Du 16 octobre au 8 novembre 2025, l’artiste franco-algérienne Dalila Dalléas Bouzar est mise à l’honneur par la Galerie Hamid Khellafi, avec une exposition autour du corps, le sien, et celui des autres.
Une peinture habitée par le corps
Peintre et performeuse, l’artiste ne dissocie jamais la forme du sens. Elle présente une série d'œuvres récentes, où les figures féminines prennent le pouvoir sur le regard.
« L’exposition est entièrement composée de peintures. Tout est parti d’un portrait d’une femme, Julie, une poétesse qui m’a proposé de poser. Je voulais la représenter comme écrivaine, nue, avec son carnet et une machette. »
La machette, traverse les corps comme un symbole : arme et prolongement, elle dit à la fois la fragilité et la défense.
« C’est ma vision des femmes comme guerrières. Guerrières armées. »

De Delacroix à Gaza : le corps comme territoire
Au sein de l’exposition, Dalila revisite le célèbre tableau d’Eugène Delacroix.
Ici, le regard change de camp : les femmes ne sont plus objets d’exotisme, mais sujets de leur propre histoire.
Son geste pictural, nourri de l’héritage classique, devient un acte de réappropriation.
« J’aime les grands peintres classiques : Le Caravage, Delacroix, Corot, Fragonard. Mais mes couleurs viennent de l’Algérie. J’ai un rapport très libre à la couleur, c’est ma culture qui me l’a transmis. »
Parmi les œuvres exposées, un grand format représente une baigneuse accompagnée d’un poème de Mahmoud Darwich.
« Je voulais parler de Gaza, pas d’une manière frontale, mais pour moi c’était important que ce soit présent dans l’exposition. »
L’autoportrait comme apprentissage et affirmation
Depuis ses débuts, l’artiste se peint elle-même.
« L’autoportrait n’est pas un geste narcissique. C’est parce que je peins d’après modèle, et le modèle le plus disponible, c’est moi. C’est comme ça que j’ai appris à peindre. »

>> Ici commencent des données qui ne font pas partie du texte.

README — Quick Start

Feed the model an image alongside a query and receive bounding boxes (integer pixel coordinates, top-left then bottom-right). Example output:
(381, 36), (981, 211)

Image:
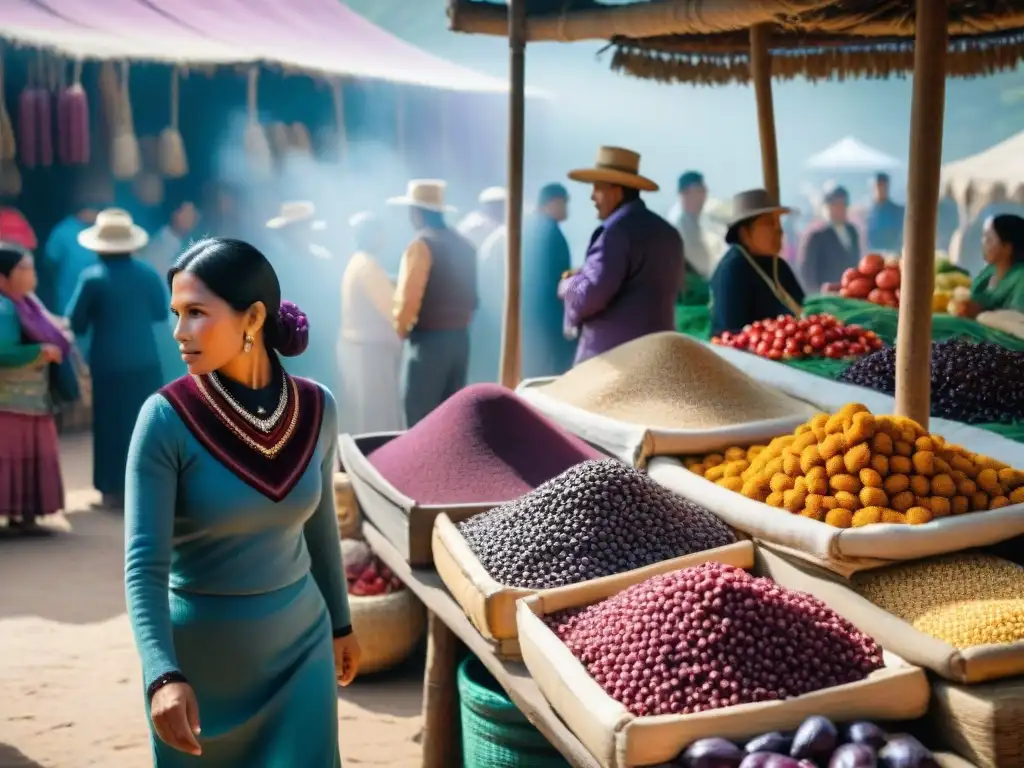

Cette pratique, à la fois introspective et politique, s’impose comme une manière d’exister dans l’histoire de l’art, là où les femmes peintres ont longtemps été effacées.
Chez elle, se représenter, c’est prendre place. La toile devient espace d’émancipation et de présence.
Une peinture enracinée, un regard tourné vers l’Algérie
Si son travail dialogue avec les maîtres européens, ses couleurs, ses formes et son regard portent une lumière algérienne.
« L’inspiration me vient beaucoup de mon pays. Dans le dessin, je travaillais en noir et blanc, mais la couleur est arrivée avec ma culture, avec ce que j’ai vu, ce que j’ai vécu. »
Interrogée sur une éventuelle exposition en Algérie, elle répond avec sincérité :
« Je n’ai pas encore reçu de proposition, mais j’aimerais beaucoup exposer là-bas. Je suis ouverte à toutes les invitations. »
« L’autoportrait n’est pas un miroir, c’est une arme. »
Avec « Jamais les crépuscules ne vaincront les aurores » , Dalila Dalléas Bouzar poursuit son dialogue avec l’histoire de l’art et avec elle-même.
En peignant les femmes comme des figures de savoir, de lutte et de désir, elle rend à la peinture sa force première : celle de révéler ce que le monde oublie de regarder.
À Paris, Hamid Khellafi poursuit son engagement en faveur de la scène picturale algérienne. Tout au long de l’année, il met en lumière des artistes comme Adlane Samet, Mehdi Djalil, Sadek Rahim, Maya Inès Touam et, durant tout un mois, Dalila Dalléas Bouzar.
Le galeriste a également pris part à AKAA (Also Known As Africa) 2025, la grande foire d’art contemporain africain à Paris, où il a présenté deux toiles de l’artiste, marquant une première remarquable pour une peintre algérienne mise à l’honneur à ce niveau.